Nested transaction gotchas in Rails

By Robert Kaufman, July 04, 2015 19:08

When you try to create a nested database transaction with Rails (specifically, ActiveRecord), if an ActiveRecord::Rollback exception is raised within the inner transaction, the default behavior is to do nothing. That is, it is equivalent to not having the inner transaction or rollback at all. Let's look at an example to illustrate.

Suppose we have a service that sells eggs. You can go to the website and order a dozen eggs any time, or you can sign up for a subscription to get a dozen eggs delivered every week. When someone places a regular order for eggs, we'll create a new Order model. When someone signs up for a subscription, we'll automatically create a new Order once a week.
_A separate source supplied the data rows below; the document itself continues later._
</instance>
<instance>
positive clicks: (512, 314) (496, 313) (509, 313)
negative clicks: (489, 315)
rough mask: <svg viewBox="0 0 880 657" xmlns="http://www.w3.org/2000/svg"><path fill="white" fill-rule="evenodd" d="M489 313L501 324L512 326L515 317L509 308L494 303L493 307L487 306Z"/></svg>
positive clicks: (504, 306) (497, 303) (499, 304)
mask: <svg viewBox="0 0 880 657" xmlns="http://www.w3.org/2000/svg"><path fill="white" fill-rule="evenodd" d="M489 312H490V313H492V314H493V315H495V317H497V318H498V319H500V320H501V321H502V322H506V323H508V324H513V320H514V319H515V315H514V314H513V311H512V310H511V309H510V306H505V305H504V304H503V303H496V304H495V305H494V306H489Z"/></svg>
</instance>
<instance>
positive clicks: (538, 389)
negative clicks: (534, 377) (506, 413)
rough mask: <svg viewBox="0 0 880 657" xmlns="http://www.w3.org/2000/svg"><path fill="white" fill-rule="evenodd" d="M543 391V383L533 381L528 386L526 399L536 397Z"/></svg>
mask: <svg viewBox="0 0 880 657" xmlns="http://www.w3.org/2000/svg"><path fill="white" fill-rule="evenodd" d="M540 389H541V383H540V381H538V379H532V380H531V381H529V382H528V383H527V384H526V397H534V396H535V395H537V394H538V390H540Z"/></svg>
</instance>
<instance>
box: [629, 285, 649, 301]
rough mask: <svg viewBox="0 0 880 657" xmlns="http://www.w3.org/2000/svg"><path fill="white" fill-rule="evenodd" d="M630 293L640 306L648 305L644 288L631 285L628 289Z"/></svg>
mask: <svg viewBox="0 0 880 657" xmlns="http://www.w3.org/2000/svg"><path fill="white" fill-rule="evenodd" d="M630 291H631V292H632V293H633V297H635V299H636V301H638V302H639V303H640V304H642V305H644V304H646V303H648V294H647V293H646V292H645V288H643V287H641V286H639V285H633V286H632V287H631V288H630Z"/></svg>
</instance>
Suppose you have a service class that creates an order, and then charge the user for it:

class OrderMaker
  def make
    ActiveRecord::Base.transaction do
      order = Order.new
      order.save!

      unless charge_user
        raise ActiveRecord::Rollback
      end
    end
  end

  private

  def charge_user
    # Communicate with credit card gateway
  end
end

Now, if you invoke OrderMaker.new.make from a controller, and the credit card fails to charge, your transaction gets rolled back and your order is never created.

Now suppose that a user wants to subscribe to regular egg deliveries. We could have a model called Subscription.
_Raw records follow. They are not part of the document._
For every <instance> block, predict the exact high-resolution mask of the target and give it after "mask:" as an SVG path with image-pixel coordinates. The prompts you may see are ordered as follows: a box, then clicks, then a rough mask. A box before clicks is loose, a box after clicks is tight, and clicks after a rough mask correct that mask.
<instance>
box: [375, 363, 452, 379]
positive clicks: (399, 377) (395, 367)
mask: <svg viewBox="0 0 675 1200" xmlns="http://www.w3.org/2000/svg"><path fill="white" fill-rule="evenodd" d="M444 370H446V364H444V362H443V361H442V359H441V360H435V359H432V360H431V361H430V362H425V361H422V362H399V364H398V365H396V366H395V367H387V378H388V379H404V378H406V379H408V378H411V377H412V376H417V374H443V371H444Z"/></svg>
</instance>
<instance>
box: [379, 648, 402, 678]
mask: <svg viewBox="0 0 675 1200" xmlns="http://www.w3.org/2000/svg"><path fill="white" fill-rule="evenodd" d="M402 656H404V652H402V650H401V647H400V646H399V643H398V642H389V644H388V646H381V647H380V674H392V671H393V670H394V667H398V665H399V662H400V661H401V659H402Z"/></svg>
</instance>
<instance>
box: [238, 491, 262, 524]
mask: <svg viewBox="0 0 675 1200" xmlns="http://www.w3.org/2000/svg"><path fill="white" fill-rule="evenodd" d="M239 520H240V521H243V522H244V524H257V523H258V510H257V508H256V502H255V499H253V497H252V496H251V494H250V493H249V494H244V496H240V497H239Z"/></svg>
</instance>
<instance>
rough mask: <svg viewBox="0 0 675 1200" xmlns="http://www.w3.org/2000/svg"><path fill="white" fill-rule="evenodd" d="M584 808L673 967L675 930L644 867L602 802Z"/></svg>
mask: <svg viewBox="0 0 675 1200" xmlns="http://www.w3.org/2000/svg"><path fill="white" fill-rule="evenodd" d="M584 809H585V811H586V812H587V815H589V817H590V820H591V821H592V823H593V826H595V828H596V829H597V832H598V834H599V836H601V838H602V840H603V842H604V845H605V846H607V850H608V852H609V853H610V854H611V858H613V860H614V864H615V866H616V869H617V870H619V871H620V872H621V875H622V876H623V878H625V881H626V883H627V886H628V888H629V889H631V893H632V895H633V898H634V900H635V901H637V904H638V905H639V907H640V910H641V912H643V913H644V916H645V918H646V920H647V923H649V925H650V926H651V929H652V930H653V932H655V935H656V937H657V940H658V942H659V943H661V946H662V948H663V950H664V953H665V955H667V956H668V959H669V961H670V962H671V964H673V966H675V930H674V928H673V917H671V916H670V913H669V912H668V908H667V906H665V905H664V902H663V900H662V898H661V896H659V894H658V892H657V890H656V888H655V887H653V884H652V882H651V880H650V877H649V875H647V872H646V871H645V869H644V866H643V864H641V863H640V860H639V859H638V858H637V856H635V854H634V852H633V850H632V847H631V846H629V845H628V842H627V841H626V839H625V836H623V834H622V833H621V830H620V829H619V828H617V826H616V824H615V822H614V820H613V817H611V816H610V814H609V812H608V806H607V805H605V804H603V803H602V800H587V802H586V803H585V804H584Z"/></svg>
class Subscription < ActiveRecord::Base
  after_create :create_first_order

  private

  def create_first_order
    OrderMaker.new.make
  end
end

What would you expect to happen if the credit card fails to charge on the creation of a Subscription? You might expect that a Subscription was created, but that no Order was created. Imagine your surprise when both the Subscription and Order are created!

Why did this happen? It was due to the peculiar way Rails treats nested transactions. The behavior is clearly outlined in the documentation (http://api.rubyonrails.org/classes/ActiveRecord/Transactions/ClassMethods.html), but that only helps if you've read that carefully, and in addition, realize that you're doing a nested transaction. In the above scenario, you might not realize that you're making a nested transaction.

In case you didn't realize it, ActiveRecord implicitly creates a transaction when you save a model, and includes the callbacks within it (with the exception of the after_commit and after_rollback callbacks). When the after_create callback invokes the service class, you've now created a nested transaction, and as you can see from the documentation, this does not affect the interaction with the database. However, this inner transaction block will still have an effect in how your code behaves, since it will catch an ActiveRecord::Rollback exception and then silently discard it.

If you do want to make a nested transaction, you'll need to pass the requires_new: true option to the ActiveRecord::Base.transaction call. In this context "requires new" means make a new transaction, rather than treating the block as a continuation of the current transaction. Most databases don't actually support nested transactions, so be careful! PostgreSQL for example, does not have nested transactions, but Rails will simulate them by using checkpoints.

You might never want to do a nested transaction, but as you can see, it can happen by accident too. I can see the motivation for why ActiveRecord's transaction API behaves this way, since the requires_new: true option won't always work, but given how unintuitive this is, it would be nice to get a warning when making a nested transaction.